Camilla Cuparo, drammaturga, regista teatrale, cantautrice, pittrice, pianista e
sceneggiatrice, immagina e scrive per il suo film un mondo del giornalismo inesistente, utilizzando le evidenti carenze di conoscenza per portare avanti la storia.
Il direttore del giornale locale di una cittadina del sud, interpretato con professionalità da
Enrico Lo Verso, è alle prese con la malavita locale perché gli articoli del suo giornale "denunciano" il malaffare più dell'accettabile. E il suo editore è proprio tra i mafiosi colpiti dagli articoli.
Deve essere chiaro che un direttore è scelto dall'editore su una precisa linea editoriale (si chiama così e non linea direttoriale perché sia chiaro chi la decide) se il direttore scelto non rispetta questa linea e il volere della proprietà, viene meno a un vincolo di fiducia e, come spesso accade, viene immediatamente sostituito senza alcun tipo di ricaduta legale e senza doverlo minacciare o peggio.
Se l'editore è uno dei membri della mafia è evidente che la prima cosa che questi farà, sarà scegliere qualcuno abilissimo a ignorare il malaffare cittadino amante e sostenitore dello sport, della cultura e della cronaca nera.

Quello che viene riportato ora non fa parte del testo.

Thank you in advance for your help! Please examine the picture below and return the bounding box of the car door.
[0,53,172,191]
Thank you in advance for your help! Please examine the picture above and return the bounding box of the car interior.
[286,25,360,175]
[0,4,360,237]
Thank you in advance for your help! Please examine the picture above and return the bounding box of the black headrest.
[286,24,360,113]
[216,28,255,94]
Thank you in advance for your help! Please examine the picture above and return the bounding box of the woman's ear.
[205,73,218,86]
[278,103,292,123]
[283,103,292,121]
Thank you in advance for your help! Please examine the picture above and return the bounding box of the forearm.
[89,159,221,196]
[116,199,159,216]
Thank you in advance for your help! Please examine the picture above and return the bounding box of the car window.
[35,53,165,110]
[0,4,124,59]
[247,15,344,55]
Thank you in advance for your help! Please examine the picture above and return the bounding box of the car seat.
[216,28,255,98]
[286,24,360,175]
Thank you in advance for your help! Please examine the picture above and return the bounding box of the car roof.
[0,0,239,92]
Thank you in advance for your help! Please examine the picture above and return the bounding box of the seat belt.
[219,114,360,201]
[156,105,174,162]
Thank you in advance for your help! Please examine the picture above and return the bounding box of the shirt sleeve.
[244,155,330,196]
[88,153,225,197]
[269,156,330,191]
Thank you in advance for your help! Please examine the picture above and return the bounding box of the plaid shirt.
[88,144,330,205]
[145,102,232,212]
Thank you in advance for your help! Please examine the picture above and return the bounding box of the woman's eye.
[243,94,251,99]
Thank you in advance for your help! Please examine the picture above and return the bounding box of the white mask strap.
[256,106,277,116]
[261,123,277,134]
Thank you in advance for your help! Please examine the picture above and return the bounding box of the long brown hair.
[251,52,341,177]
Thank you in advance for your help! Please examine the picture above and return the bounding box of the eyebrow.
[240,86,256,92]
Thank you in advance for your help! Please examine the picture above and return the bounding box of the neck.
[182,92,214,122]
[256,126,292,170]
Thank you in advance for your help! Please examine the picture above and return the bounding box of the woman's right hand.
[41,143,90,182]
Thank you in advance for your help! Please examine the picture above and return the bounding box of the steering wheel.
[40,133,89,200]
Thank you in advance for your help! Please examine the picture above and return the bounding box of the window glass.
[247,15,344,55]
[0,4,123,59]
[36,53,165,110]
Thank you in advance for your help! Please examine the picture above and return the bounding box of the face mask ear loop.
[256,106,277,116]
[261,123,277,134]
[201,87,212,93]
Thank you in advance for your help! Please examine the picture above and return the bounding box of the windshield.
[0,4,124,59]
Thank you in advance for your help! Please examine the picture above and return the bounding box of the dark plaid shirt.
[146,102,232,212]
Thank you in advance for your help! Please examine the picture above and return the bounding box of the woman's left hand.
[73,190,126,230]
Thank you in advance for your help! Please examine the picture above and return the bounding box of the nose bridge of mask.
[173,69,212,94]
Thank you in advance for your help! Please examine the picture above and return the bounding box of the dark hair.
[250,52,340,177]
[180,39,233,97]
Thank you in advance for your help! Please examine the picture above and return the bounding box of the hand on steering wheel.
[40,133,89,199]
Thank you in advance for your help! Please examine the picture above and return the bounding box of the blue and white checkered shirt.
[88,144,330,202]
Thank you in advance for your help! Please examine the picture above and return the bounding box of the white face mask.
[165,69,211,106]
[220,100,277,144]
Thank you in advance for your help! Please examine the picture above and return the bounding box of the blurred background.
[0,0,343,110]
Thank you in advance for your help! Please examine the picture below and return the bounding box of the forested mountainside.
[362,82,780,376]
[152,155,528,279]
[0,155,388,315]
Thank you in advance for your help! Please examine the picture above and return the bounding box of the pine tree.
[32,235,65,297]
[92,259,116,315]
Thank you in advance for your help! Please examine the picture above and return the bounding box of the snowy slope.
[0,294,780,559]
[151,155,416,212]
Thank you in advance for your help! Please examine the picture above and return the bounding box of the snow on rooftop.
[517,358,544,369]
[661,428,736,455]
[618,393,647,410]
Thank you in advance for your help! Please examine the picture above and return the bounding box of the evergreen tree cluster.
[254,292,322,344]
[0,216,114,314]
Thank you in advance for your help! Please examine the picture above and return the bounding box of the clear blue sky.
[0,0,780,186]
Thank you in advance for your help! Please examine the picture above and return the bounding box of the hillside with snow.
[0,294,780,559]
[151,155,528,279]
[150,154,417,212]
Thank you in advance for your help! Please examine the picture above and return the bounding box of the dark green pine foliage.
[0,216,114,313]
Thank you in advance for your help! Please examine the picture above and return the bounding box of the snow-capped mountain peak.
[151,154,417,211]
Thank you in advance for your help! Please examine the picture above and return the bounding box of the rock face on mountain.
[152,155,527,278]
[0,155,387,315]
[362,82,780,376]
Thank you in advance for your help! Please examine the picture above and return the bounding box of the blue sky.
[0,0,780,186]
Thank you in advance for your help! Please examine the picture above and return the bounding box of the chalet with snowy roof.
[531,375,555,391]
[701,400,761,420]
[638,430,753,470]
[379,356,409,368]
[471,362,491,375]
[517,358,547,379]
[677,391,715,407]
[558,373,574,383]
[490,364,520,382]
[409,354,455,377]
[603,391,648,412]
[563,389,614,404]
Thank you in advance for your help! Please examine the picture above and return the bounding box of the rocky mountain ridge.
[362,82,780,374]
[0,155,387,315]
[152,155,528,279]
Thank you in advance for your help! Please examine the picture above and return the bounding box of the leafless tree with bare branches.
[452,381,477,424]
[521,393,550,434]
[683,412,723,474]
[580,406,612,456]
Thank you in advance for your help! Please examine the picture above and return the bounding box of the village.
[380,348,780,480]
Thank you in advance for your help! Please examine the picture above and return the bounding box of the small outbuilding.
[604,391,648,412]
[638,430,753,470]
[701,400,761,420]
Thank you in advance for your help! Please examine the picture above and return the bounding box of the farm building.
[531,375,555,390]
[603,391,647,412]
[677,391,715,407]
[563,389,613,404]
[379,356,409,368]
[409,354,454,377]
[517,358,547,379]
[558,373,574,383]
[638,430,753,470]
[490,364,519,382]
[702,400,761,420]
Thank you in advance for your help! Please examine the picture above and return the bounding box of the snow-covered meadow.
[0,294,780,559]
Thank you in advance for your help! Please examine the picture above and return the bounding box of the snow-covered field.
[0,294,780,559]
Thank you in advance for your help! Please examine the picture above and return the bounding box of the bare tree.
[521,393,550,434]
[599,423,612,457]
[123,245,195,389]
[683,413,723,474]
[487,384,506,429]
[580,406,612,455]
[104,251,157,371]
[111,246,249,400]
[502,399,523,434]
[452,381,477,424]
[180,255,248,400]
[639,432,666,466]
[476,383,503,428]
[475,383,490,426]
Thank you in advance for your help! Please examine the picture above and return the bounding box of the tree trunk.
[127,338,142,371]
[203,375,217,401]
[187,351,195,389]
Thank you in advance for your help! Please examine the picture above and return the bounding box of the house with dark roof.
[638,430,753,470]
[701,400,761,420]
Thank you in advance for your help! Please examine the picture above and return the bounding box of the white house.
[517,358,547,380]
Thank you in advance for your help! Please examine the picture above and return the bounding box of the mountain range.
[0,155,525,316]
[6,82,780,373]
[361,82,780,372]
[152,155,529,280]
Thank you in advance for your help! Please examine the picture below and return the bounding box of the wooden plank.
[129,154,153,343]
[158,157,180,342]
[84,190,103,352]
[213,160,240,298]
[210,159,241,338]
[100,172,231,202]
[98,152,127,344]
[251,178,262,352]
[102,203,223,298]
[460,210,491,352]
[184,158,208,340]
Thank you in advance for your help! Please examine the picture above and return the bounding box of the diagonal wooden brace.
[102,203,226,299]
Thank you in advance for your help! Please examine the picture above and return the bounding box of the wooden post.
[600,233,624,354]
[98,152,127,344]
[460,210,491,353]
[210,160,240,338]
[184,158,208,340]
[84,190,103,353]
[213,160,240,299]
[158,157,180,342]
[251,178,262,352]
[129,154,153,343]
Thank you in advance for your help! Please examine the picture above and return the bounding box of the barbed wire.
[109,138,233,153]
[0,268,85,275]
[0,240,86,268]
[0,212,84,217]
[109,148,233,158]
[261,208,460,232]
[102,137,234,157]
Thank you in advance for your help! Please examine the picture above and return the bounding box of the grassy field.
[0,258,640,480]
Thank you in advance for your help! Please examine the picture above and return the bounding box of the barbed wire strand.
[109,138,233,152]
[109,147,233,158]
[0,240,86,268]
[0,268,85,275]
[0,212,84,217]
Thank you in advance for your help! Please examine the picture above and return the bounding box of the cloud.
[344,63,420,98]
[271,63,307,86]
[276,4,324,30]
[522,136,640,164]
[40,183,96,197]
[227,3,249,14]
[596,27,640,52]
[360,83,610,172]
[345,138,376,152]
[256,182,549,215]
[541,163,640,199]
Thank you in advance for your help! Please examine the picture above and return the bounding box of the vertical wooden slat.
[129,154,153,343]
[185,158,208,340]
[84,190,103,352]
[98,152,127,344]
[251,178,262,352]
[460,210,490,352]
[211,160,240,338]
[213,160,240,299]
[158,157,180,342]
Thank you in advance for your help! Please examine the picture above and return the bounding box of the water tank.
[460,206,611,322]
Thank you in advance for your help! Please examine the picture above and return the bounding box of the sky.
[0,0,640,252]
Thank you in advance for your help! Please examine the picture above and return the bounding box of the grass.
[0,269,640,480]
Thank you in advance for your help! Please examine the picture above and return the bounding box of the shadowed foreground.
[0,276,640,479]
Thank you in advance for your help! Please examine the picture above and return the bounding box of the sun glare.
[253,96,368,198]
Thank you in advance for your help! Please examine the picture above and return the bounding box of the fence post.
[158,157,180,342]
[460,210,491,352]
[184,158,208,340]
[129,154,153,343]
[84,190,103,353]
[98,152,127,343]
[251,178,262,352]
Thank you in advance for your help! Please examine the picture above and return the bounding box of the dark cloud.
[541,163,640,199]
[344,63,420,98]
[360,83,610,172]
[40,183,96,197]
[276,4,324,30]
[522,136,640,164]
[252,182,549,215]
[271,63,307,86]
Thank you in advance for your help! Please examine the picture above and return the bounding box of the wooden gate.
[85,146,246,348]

In "
Nomi e Cognomi" invece è come se
Totò Riina avesse scelto
Giuseppe Fava per dirigere il giornale di Palermo per poi "arrabbiarsi" se questi scrive male della mafia.
Su questo errore di base, per l'evidente, scarsa conoscenza dell'argomento (ops, anche nel film di ieri c'era lo stesso problema...) il film procede zoppicando fino al più probabile dei finali, confermando momento dopo momento che l'autrice della sceneggiatura non ha mai visto la redazione di un giornale. Tra retorica e sentito dire, redattori, familiari, poliziotti e nemici si muovono esattamente come in un film alimentando azioni, reazioni e dinamiche incongruenti, improbabili e soprattutto viste e riviste.